1 import java.util.Scanner;
2 public class numIsPrime {
3 public static void main(String[] args) {
4 Scanner sc = new Scanner(System.in);
5 int i = 2;
6 boolean isPrime = true;
7 System.out.println("Enter a number");
8 int num = sc.nextInt();
9
10 while (i < num ) // (i <= num / 2)
11 {
12 if (num % i == 0)
13 isPrime = false;
14 i++;
15 }
16
17 if (isPrime)
18 System.out.println(num + " is a prime number");
19 else // !isPrime
20 System.out.println(num + " isn't a prime number");
21
22 }
23 }
As mentioned in the comments, dividing by 2 is a simplest optimization to reduce the number of checks, however, existing code has a few issues (eg returning true
for 0 and 1 which are NOT prime numbers) and may be further optimized:正如评论中提到的,除以 2 是减少检查次数的最简单优化,但是,现有代码存在一些问题(例如,对于不是素数的 0 和 1 返回true
)并且可以进一步优化:
isPrime
is set to false
一旦isPrime
设置为false
,就中断/结束循环i * i <= num
计算直到i * i <= num
i
of num
has been found in the range [2, num/i]
, therefore by definition of the prime numbers, all the remaining numbers in the range [num/i, num]

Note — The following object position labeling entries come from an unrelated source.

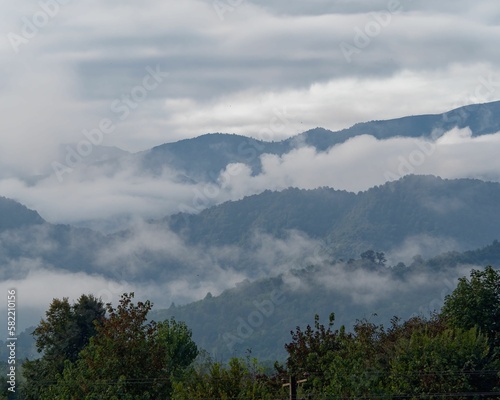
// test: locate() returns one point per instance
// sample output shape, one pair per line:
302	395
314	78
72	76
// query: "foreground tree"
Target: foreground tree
64	332
128	358
476	303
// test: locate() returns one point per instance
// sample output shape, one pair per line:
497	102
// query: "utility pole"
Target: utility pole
293	383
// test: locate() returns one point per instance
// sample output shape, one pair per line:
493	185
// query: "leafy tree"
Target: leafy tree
240	379
128	358
66	330
476	302
446	363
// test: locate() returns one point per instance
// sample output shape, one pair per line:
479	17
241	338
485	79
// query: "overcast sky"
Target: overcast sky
66	65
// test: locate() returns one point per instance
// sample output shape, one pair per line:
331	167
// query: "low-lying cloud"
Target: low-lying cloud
117	192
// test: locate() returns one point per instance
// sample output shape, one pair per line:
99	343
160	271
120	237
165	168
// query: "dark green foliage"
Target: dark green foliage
66	330
476	303
127	358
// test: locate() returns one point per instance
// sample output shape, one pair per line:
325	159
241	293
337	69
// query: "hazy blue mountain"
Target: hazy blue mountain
465	211
418	212
14	215
204	157
260	315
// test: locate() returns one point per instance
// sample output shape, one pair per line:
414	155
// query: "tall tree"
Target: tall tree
129	357
476	302
64	332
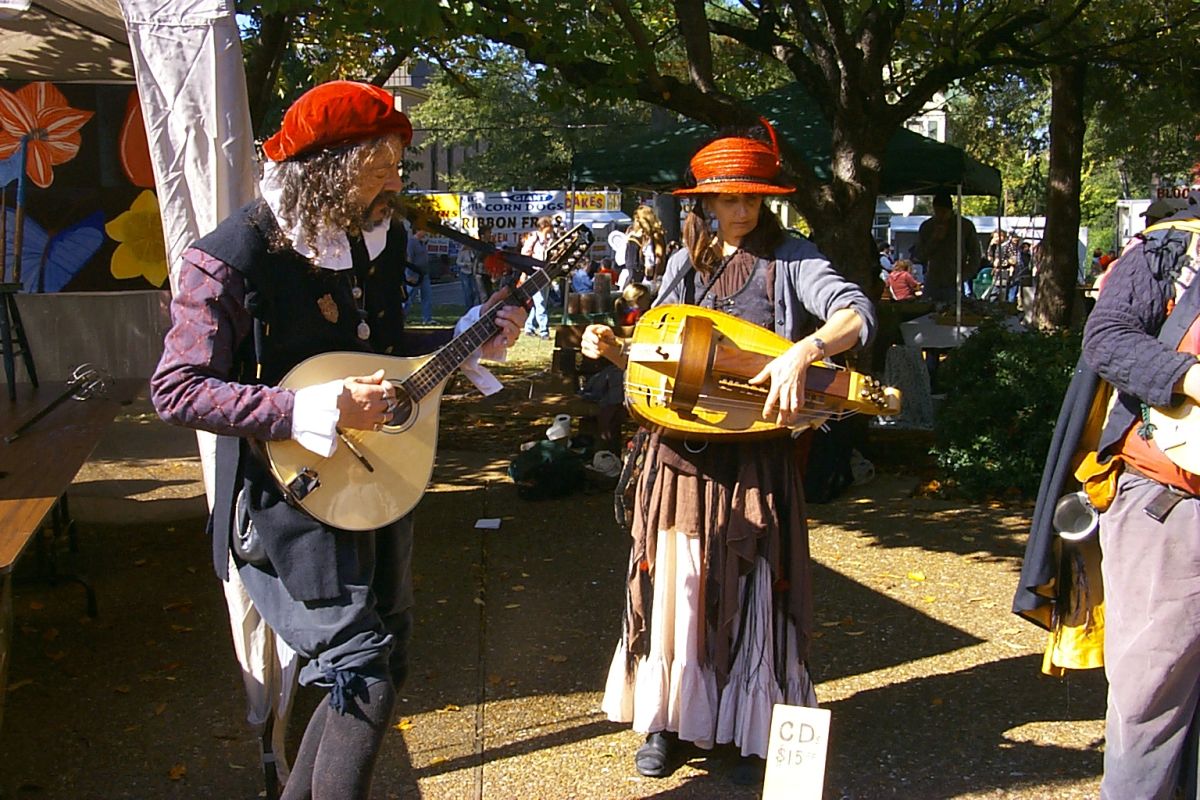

are neither the factors of num
, and therefore num
is prime.如果达到此限制,则意味着在[2, num/i]
范围内没有找到num
的因子i
,因此根据素数的定义,范围[num/i, num]
中的所有剩余数字都不是num
的因数,因此num
是素数。Scanner sc = new Scanner(System.in);
System.out.println("Enter a number");
int num = sc.nextInt();
boolean isPrime = num % 2 != 0 || num == 2;
int i = 3;
while (isPrime && i * i <= num) {
if (num % i == 0)
isPrime = false;
i += 2; // skip even numbers
}
if (isPrime)
System.out.println(num + " is a prime number");
else
System.out.println(num + " isn't a prime number");
More optimizations are possible if the divisibles of 3 (except 3) are excluded similar to the exclusion of even numbers, then the search continues from 5 and the candidates for primality comply with 6n ± 1
rule (eg, 5 = 6 - 1, 7 = 6 + 1, 11 = 12 - 1, 13 = 12 + 1, etc.):如果排除 3 的整除数(除了 3)类似于排除偶数,则可能进行更多优化,然后从 5 继续搜索并且素数的候选符合6n ± 1
规则(例如,5 = 6 - 1, 7 = 6 + 1、11 = 12 - 1、13 = 12 + 1 等):
boolean isPrime = (num % 2 != 0 || num == 2) && (num % 3 != 0 || num == 3);
int i = 5;
int d = 2;
while (isPrime && i * i <= num) {
if (num % i == 0)
isPrime = false;
i += d; // check only non-even numbers
d = 6 - d; // switch 2 to 4 and back to 2
}
This is the simplest way to calculate if an integer n
is probably a prime:这是计算 integer n
是否可能是素数的最简单方法:
public static boolean isPrime (int n) {
if (n < 2) return false;
BigInteger bigInt = BigInteger.valueOf(n);
return bigInt.isProbablePrime(100);
}
You can insert this function call in a loop where you can pass a new number every iteration.您可以在循环中插入此 function 调用,您可以在每次迭代中传递一个新数字。 I am using the implementation of BigInteger
provided by Java to do the calculation, rather than writing my own.我使用 Java 提供的BigInteger
的实现来进行计算,而不是自己编写。 UNLESS this is a homework and you are required to write your own algorithm, I would use this solution.除非这是一项家庭作业并且您需要编写自己的算法,否则我会使用此解决方案。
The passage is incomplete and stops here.